Entenda por que alguns medicamentos para doenças raras custam milhões | A Gazeta

No fim do último mês de março, o pequeno capixaba Cauã Barbarioli Guimarães, de dois anos, conseguiu na Justiça o direito para receber a medicação Zolgensma, fármaco mais moderno existente na atualidade para o tratamento da Atrofia Muscular Espinhal (AME) Tipo 1, doença rara que o morador de Vitória teve diagnosticada ainda nos primeiros meses de vida. A decisão, ainda que parcial nos tribunais e inédita no Espírito Santo, obriga que a União forneça a medicação, com valor aproximado em R$ 12 milhões, e a coloca como a mais cara do mundo.

Diante de um valor tão elevado e praticamente inacessível até mesmo aqueles com situação financeira favorável, recorrer à Justiça é a saída mais viável que as famílias encontram para garantir o acesso aos remédios e terapias eficazes. No caso de Cauã, uma única dose do medicamento desenvolvido pelo laboratório Novartis ultrapassa consideravelmente a barreira dos milhões de reais.
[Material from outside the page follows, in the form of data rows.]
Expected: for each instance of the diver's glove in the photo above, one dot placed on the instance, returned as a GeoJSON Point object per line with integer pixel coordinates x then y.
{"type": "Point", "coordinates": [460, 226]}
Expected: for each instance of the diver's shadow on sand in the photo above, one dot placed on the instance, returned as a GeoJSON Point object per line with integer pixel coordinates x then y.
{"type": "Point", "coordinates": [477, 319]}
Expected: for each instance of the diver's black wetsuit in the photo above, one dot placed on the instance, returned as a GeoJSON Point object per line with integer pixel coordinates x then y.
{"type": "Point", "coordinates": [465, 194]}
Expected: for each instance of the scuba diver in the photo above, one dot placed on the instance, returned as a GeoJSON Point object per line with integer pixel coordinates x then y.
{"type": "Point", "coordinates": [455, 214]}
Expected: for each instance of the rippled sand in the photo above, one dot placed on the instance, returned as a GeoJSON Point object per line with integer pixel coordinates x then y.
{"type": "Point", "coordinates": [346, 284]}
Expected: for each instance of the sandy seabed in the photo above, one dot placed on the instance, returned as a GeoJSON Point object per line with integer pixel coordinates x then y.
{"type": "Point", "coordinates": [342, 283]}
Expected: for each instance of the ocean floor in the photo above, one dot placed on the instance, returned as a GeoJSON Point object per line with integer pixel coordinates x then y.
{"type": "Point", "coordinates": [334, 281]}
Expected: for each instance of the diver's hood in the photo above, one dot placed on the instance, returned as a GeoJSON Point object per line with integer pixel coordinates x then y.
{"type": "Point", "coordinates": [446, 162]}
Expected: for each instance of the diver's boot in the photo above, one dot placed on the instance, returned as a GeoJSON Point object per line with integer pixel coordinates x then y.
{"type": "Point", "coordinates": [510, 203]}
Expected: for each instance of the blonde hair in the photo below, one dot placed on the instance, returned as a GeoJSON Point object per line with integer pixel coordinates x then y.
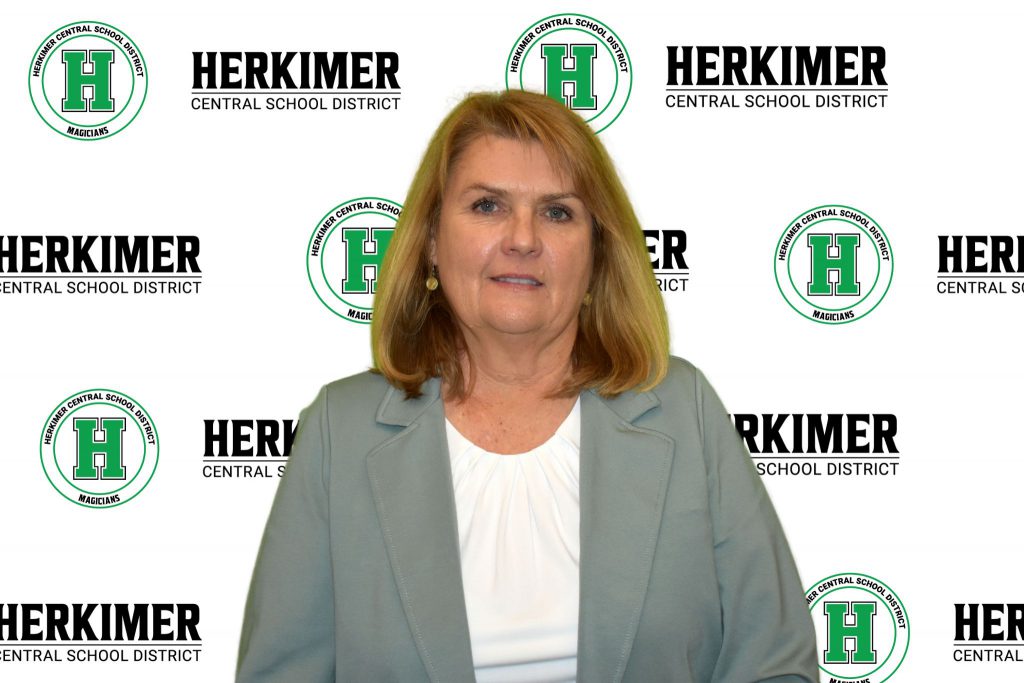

No Brasil, o remédio está autorizado desde o ano passado, porém ainda não é fornecido pelo Sistema Único de Saúde (SUS). O Zolgensma, aliás, é pauta central de um entrave entre a Câmara de Regulação do Mercado de Medicamentos (CMED) e o fabricante suíço. O laboratório entende que o valor aproximado em US$ 2,2 milhões (cerca de R$ 11,6 milhões) representa todo o esforço no desenvolvimento da terapia. Já a CMED, órgão do governo federal responsável pela definição dos preços máximos de comercialização de um medicamento no país, estipulou, em dezembro último, um valor de mercado máximo do mesmo em R$ 2,878 milhões – uma redução de cerca de 75% do indicado pela empresa.

Uma amostra do poderio financeiro que a corrida pelo desenvolvimento de novas terapias pode provocar se dá nos números apresentados pelo laboratório alemão BioNTech, que em parceria com a norte-americana Pfizer para desenvolvimento da primeira vacina para a Covid-19, obteve um lucro líquido superior a R$ 7,10 bilhões (1,12 bi de euros) somente nos três primeiros meses de 2021. No mesmo período do ano passado, a empresa teve prejuízo estimado em R$ 340 milhões (53,4 milhões de euros).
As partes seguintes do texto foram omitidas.